Chapitre 5
La date de l’inscription approchait. J’avais réussis à convaincre Clio de ne pas s’inscrire et se faisant lui avait révélé un secret qui aurait mieux fait de ne jamais être ébruité. Maintenant elle m’en voulait. Mais sachant que ce serait moi qui participerais à la Course et que je risquais ma peau, son regard ne s’inondait pas que de colère en me voyant mais se voilait d’inquiétudes également.
Le site internet gouvernemental avait publié deux semaines avant l’ouverture des inscriptions, différents renseignements.
ARTICLE COUVERNEMENTAL – LA COURSE
La course, 50 fois
La course se déroulera simultanément dans 50 pays différents. Pour savoir si votre pays en fait partie veuillez consulter la liste plus bas. Seul le premier de la course remportera une place à son nom ou au nom de la personne qu’il désire, ainsi les 50 dernières places pour la Caverne seront délivrées au 50 premier des Courses.
La course, à terrains variables
La course sera une épreuve de vitesse, de survie et donc par conséquent sportive mais également intellectuelle. La course se déroulera à travers différents paysages, tel que le désert, la plaine, la forêt…
La course, émission mondiale interactive !
Sachez que pour éviter toute triche la course sera entièrement filmé, pour permettre au reste du monde d’observer les progrès, le film sera retransmis en direct sur les chaines nationale. Certaines données des implants (voir paragraphe La course, matériel) agrémenteront l’émission consacré à la course. Votre famille ou vos proches pourront suivre votre évolution en sélection dans le menu de l’émission votre nom.
La course, risques mortels
Il n’est pas impossible que des décès soit à déplorer car durant la course tous les coups seront permis, excepté les homicides volontaires, bien sûr. Dans une telle éventualité, nous vous demandons de rédiger votre testament, votre famille aura la possibilité de venir récupérer votre corps (s’il a pu être récupéré) et vos effets personnels et pourront effectuer vos dernières volontés. Si votre famille le désire elle pourra s’entretenir durant une heure avec un notaire au sujet de votre testament.

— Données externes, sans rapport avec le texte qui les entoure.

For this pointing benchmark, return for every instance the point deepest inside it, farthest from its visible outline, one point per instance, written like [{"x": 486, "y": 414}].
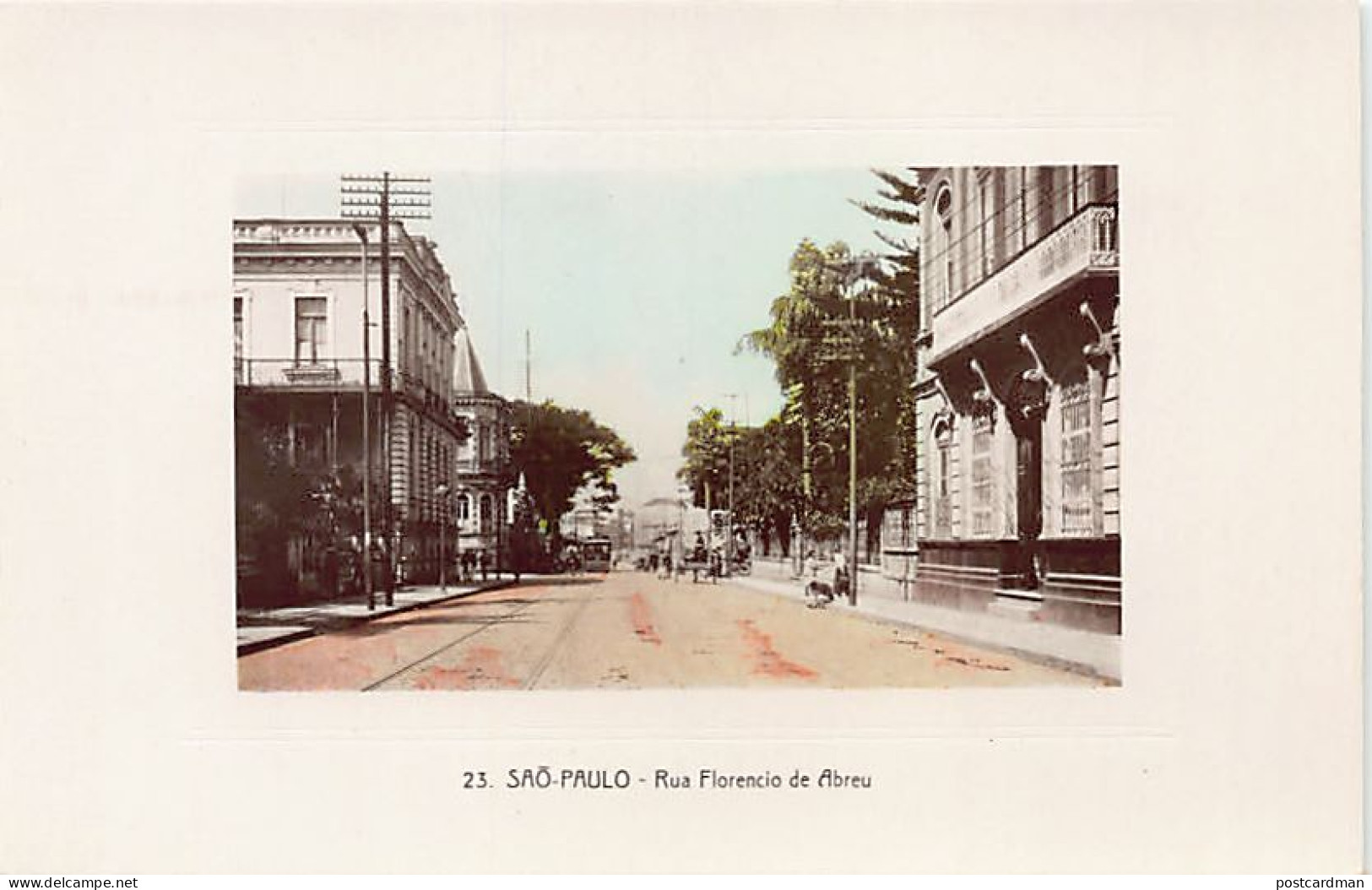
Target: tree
[
  {"x": 563, "y": 452},
  {"x": 707, "y": 455},
  {"x": 902, "y": 197},
  {"x": 767, "y": 481}
]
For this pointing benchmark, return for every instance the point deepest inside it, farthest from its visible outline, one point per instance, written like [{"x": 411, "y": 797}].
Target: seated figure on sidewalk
[{"x": 827, "y": 582}]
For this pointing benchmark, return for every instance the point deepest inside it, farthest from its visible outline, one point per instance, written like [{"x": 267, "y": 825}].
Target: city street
[{"x": 630, "y": 630}]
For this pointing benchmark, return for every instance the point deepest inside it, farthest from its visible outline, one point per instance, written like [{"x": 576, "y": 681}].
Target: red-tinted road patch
[
  {"x": 480, "y": 667},
  {"x": 768, "y": 659},
  {"x": 643, "y": 617}
]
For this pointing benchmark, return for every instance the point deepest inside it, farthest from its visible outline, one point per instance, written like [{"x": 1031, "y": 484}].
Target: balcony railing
[
  {"x": 325, "y": 373},
  {"x": 1084, "y": 244}
]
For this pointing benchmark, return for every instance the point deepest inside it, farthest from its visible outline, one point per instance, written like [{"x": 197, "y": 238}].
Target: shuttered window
[{"x": 1076, "y": 459}]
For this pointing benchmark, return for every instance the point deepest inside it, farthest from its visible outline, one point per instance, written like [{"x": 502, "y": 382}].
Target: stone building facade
[
  {"x": 482, "y": 465},
  {"x": 1018, "y": 393},
  {"x": 300, "y": 377}
]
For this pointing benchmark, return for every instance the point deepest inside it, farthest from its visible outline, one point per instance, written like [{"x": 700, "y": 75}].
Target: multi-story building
[
  {"x": 483, "y": 459},
  {"x": 300, "y": 375},
  {"x": 1018, "y": 393}
]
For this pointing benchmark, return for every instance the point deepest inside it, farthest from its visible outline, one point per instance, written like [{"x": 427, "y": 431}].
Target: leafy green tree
[
  {"x": 706, "y": 454},
  {"x": 838, "y": 310},
  {"x": 563, "y": 452},
  {"x": 767, "y": 481}
]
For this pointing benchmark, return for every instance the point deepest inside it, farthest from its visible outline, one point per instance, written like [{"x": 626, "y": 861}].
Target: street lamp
[
  {"x": 733, "y": 437},
  {"x": 442, "y": 536}
]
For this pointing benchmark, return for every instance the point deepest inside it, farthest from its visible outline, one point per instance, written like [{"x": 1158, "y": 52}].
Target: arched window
[
  {"x": 943, "y": 479},
  {"x": 1077, "y": 490},
  {"x": 487, "y": 514},
  {"x": 943, "y": 284}
]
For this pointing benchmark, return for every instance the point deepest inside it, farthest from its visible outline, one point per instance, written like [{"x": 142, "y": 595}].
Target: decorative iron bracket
[
  {"x": 983, "y": 401},
  {"x": 1102, "y": 347},
  {"x": 1038, "y": 373}
]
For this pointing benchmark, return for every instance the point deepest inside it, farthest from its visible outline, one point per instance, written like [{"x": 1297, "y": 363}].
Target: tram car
[{"x": 597, "y": 554}]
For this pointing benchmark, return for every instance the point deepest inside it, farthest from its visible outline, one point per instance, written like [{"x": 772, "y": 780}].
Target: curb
[{"x": 256, "y": 646}]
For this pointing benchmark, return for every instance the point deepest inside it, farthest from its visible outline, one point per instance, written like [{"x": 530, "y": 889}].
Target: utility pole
[
  {"x": 388, "y": 198},
  {"x": 852, "y": 453},
  {"x": 366, "y": 430},
  {"x": 729, "y": 527}
]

La course, matériel nécessaire
Vous aurez la possibilité d’emmener son propre respirateur et le nombre de capsule d’oxygène qu’il désire, toutefois il sera fourni à chacun d’entre vous cinq capsules d’oxygène grand format (leur réserve est deux fois plus importante que les standards). Pour pouvoir vous localiser rapidement et à n’importe quel moment grâce à un implant que nous vous fixeront nous-même dans votre poignet, cet implant nous fournira aussi votre état de santé.
La course, règles à savoir
La course est ouverte à tous les volontaires. Elle sera divisée en plusieurs étapes, vous devrez valider une étape par jour, sinon vous serez éliminé. Pour valider les étapes, il vous suffira d’apposer votre poignet où se situera l’implant sur la borne. Ces bornes sont construites avec un alliage qui les rends suffisamment solide pour que vous ne puissiez les abîmer ou les briser. Toutefois si vous êtes surpris à tenter d’en endommager une vous serez automatiquement éliminé. Le premier coureur ayant valider toutes les étapes aux bornes et dépassant la ligne d’arrivée en premier sera déclaré vainqueur.
[…]
Le reste exposait les différents documents nécessaires à l’inscription, tel qu’un justificatif d’habitation, une copie du certificat de naissance, le carnet de la famille, une carte d’identité, un testament…
Je préparais mon dossier d’inscription sous le regard pesant de Clio. Je m’étais arrangé avec notre voisin et ami de la famille de longue date. Depuis la mort de nos parents et la disparition de sa propre famille nos liens s’étaient resserrés. Il accéda à ma requête rapidement sans que j’eu à le supplier ou à lui rappeler notre amitié. Je lui avais demandé de s’occuper de Clio pour moi pendant la course et après, au cas où je ne revenais pas. C’était une grosse responsabilité surtout pour la situation que nous vivions en ce moment et depuis plusieurs années déjà. Mais il accepta et me jura qu’il ferait tout pour elle. Après tout, comme il me l’avait si bien dit, il la considérait un peu comme sa fille, surtout depuis les événements tragiques qui avaient secoué nos deux familles sensiblement à la même période. Même si je n’avais jamais trop aimé ce lien entre Clio et Philippe que nous appelions Phyl, je ne pouvais que reconnaître qu’il existait et qu’il était utile. Phyl était pour Clio la figure paternelle qu’elle avait perdue et même si j’étais là pour elle, elle avait de temps en temps besoin de parler et de voir quelqu’un d’autre que moi. C’est pourquoi Phyl qui nous avait toujours soutenu était tout désigné pour ce rôle. Phyl quant à lui, transférait tout son amour paternel qui ne lui servait plus à rien depuis la mort de sa fille Sophie, qui à l’époque avait sensiblement le même âge que Clio. Ces sentiments paternels ne faisaient que l’étouffer et le rendre suffisamment malheureux pour que dans les premiers temps après sa disparition il ait tenté plusieurs fois de rejoindre sa femme et sa fille. Je savais qu’il ne voulait pas tenter quoi que ce soit pour rejoindre la Caverne, il préférait attendre la mort et rejoindre sa famille plutôt que de tout tenter pour une vie sans elles. C’est pourquoi je savais que je pouvais lui faire confiance et lui confier Clio sans crainte. Clio ne serait pas toute seule et c’était tout ce qui comptait.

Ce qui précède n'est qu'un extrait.